The Gans family is a prominent German family of industrialists and philanthropists from Frankfurt am Main. It is descended from Ludwig Aaron Gans, a Jewish businessman from Celle, who became an apprentice in the firm Caßel & Reiß in Frankfurt in 1814. In 1828, he married Rosette Goldschmidt (1805–1868), a niece and adopted daughter of the firm's owner Leopold Cassella, and was accepted as a partner of the firm. In 1848, Gans became sole owner of Leopold Cassella & Co., as the company was then named. Ludwig Aaron Gans was the father of the major industrialist Friedrich Ludwig von Gans, who was ennobled in 1912, and of the chemist and industrialist Leo Gans.

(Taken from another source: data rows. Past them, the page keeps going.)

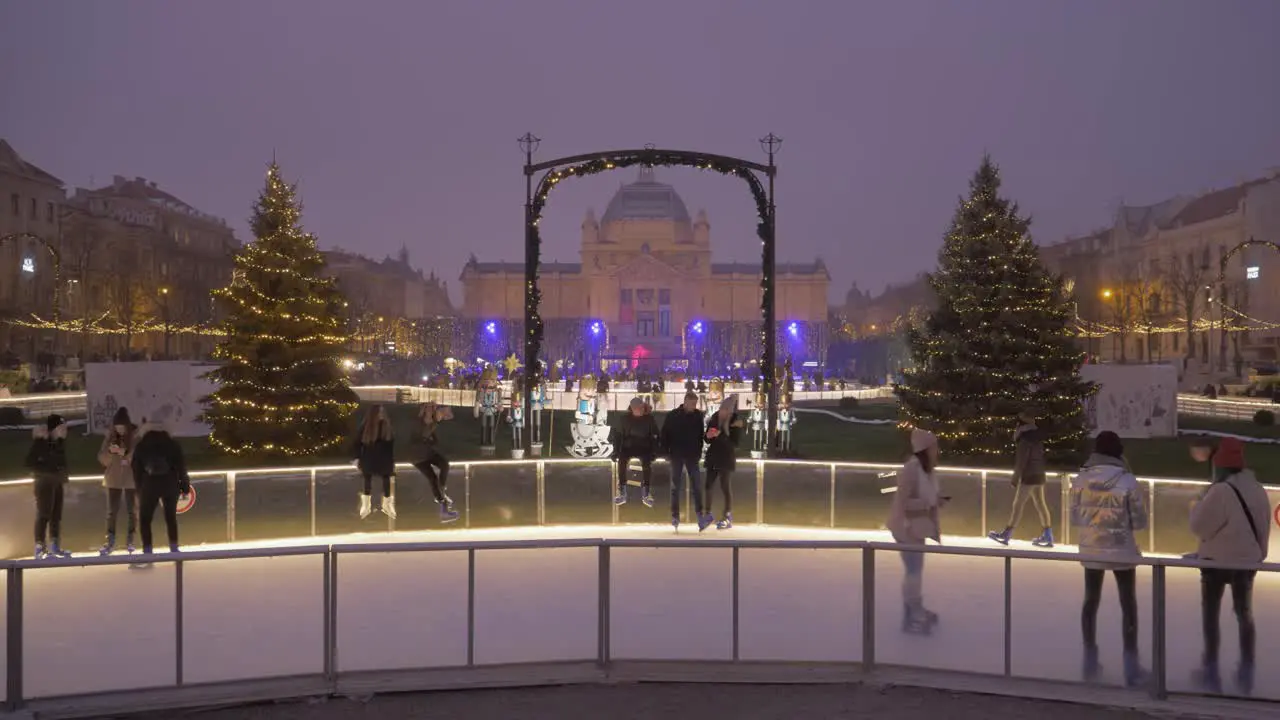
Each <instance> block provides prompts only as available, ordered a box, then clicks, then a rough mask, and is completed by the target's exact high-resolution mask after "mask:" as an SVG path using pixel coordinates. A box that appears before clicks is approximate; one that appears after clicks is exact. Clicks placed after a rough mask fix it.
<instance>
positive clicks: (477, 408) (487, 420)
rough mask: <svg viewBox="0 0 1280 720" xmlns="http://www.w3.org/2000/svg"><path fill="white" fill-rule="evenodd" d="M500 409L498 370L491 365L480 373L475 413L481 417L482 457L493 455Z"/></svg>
mask: <svg viewBox="0 0 1280 720" xmlns="http://www.w3.org/2000/svg"><path fill="white" fill-rule="evenodd" d="M500 411H502V396H500V393H499V391H498V372H497V370H494V369H493V366H489V368H485V369H484V372H483V373H480V383H479V384H477V386H476V406H475V415H476V418H479V419H480V456H481V457H493V454H494V437H495V436H497V429H498V414H499V413H500Z"/></svg>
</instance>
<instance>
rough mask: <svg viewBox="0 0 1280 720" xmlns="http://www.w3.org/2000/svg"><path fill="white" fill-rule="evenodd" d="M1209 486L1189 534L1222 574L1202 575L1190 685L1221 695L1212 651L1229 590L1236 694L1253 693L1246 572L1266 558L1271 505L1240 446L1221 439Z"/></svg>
mask: <svg viewBox="0 0 1280 720" xmlns="http://www.w3.org/2000/svg"><path fill="white" fill-rule="evenodd" d="M1212 459H1213V483H1212V484H1210V486H1208V488H1207V489H1206V491H1204V493H1203V495H1202V496H1201V498H1199V501H1197V502H1196V505H1194V506H1193V507H1192V515H1190V530H1192V533H1194V534H1196V537H1197V538H1199V547H1198V550H1197V551H1196V557H1198V559H1199V560H1203V561H1207V562H1215V564H1221V565H1222V566H1221V568H1202V569H1201V610H1202V612H1201V619H1202V625H1203V634H1204V653H1203V656H1202V664H1201V667H1199V670H1197V671H1196V674H1194V676H1193V679H1194V680H1196V682H1197V683H1198V684H1199V685H1201V687H1202V688H1203V689H1206V691H1207V692H1211V693H1221V692H1222V679H1221V675H1220V673H1219V662H1217V650H1219V642H1220V641H1221V624H1220V623H1221V620H1220V616H1221V614H1222V596H1224V594H1226V588H1228V587H1230V588H1231V609H1233V610H1234V611H1235V620H1236V623H1238V624H1239V629H1240V664H1239V666H1238V667H1236V673H1235V679H1236V684H1238V685H1239V689H1240V692H1243V693H1244V694H1251V693H1252V692H1253V669H1254V653H1256V648H1257V632H1256V629H1254V625H1253V579H1254V577H1256V575H1257V570H1251V569H1248V566H1251V565H1257V564H1261V562H1262V561H1265V560H1266V557H1267V547H1268V544H1270V542H1271V502H1270V500H1268V498H1267V491H1266V488H1263V487H1262V484H1261V483H1258V480H1257V478H1256V477H1254V475H1253V471H1252V470H1249V469H1247V468H1245V466H1244V443H1243V442H1240V441H1239V439H1236V438H1233V437H1229V438H1224V439H1222V442H1220V443H1219V446H1217V450H1216V451H1213V454H1212Z"/></svg>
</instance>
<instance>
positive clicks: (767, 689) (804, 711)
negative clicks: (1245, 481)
mask: <svg viewBox="0 0 1280 720" xmlns="http://www.w3.org/2000/svg"><path fill="white" fill-rule="evenodd" d="M689 714H696V715H698V716H708V717H727V719H732V720H792V719H795V717H814V719H822V720H992V719H1025V717H1034V719H1036V720H1079V719H1080V717H1089V719H1091V720H1152V719H1153V717H1156V716H1155V715H1148V714H1146V712H1138V711H1132V710H1108V708H1101V707H1093V706H1083V705H1073V703H1068V702H1051V701H1036V700H1020V698H1009V697H995V696H983V694H973V693H955V692H947V691H933V689H923V688H906V687H893V688H878V687H872V685H746V684H621V685H572V687H550V688H517V689H492V691H454V692H435V693H413V694H397V696H380V697H375V698H372V700H369V701H367V702H361V701H352V700H329V701H323V702H297V703H276V705H266V706H255V707H241V708H225V710H215V711H207V712H192V714H184V716H186V717H192V719H197V720H303V719H305V720H356V719H361V720H364V719H375V717H376V719H378V720H402V719H404V720H407V719H413V720H436V719H439V720H445V719H449V720H472V719H474V720H490V719H493V720H511V719H513V717H518V719H521V720H599V719H600V717H609V720H649V719H666V717H678V716H686V715H689ZM161 716H163V717H173V714H172V712H170V714H163V715H148V716H147V717H148V719H156V720H159V719H160V717H161ZM1161 719H1162V720H1176V719H1175V717H1174V716H1171V715H1161Z"/></svg>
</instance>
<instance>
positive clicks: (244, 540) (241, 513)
mask: <svg viewBox="0 0 1280 720" xmlns="http://www.w3.org/2000/svg"><path fill="white" fill-rule="evenodd" d="M310 534H311V471H310V470H280V471H278V473H237V474H236V539H237V541H241V542H243V541H260V539H275V538H292V537H307V536H310Z"/></svg>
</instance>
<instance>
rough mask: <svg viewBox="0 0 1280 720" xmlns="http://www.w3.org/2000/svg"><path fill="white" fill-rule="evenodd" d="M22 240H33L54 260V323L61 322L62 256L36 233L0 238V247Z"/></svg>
mask: <svg viewBox="0 0 1280 720" xmlns="http://www.w3.org/2000/svg"><path fill="white" fill-rule="evenodd" d="M23 240H33V241H36V242H38V243H40V245H42V246H44V247H45V250H47V251H49V256H50V258H52V259H54V323H55V324H56V323H59V322H60V320H61V297H63V254H61V252H59V251H58V249H56V247H54V245H52V243H51V242H49V241H47V240H45V238H42V237H40V236H38V234H36V233H29V232H18V233H10V234H4V236H0V246H3V245H4V243H6V242H9V241H13V242H19V241H23Z"/></svg>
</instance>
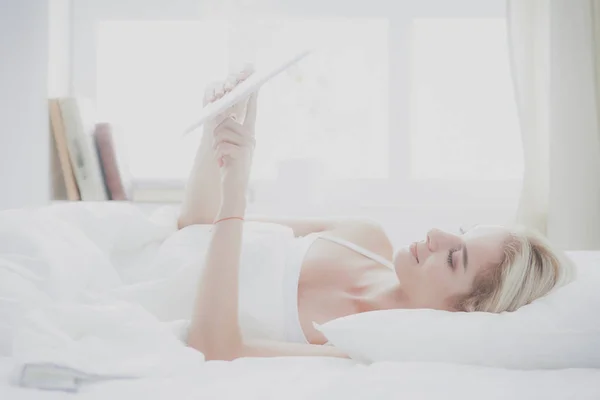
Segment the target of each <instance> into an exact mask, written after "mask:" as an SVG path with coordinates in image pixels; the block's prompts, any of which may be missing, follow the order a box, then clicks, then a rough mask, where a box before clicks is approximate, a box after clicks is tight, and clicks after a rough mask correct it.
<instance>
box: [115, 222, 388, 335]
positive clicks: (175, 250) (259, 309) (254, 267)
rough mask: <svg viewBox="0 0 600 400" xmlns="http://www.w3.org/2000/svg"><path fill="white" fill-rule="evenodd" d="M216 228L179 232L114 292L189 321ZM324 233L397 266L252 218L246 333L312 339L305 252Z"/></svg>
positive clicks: (243, 282)
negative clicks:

The family converted from Judaism to Protestantism in the late 19th century.

==Literature==
- Angela von Gans, Monika Groening: Die Familie Gans 1350–1963. Verlag Regionalkultur, Heidelberg, 2006, ISBN 978-3-89735-486-9
- Monika Groening: Leo Gans und Arthur von Weinberg. Mäzenatentum und jüdische Emanzipation (Biographiereihe der Goethe Universität: Gründer, Gönner und Gelehrte), Societätsverlag Frankfurt am Main 2012, ISBN 978-3-942921-86-2.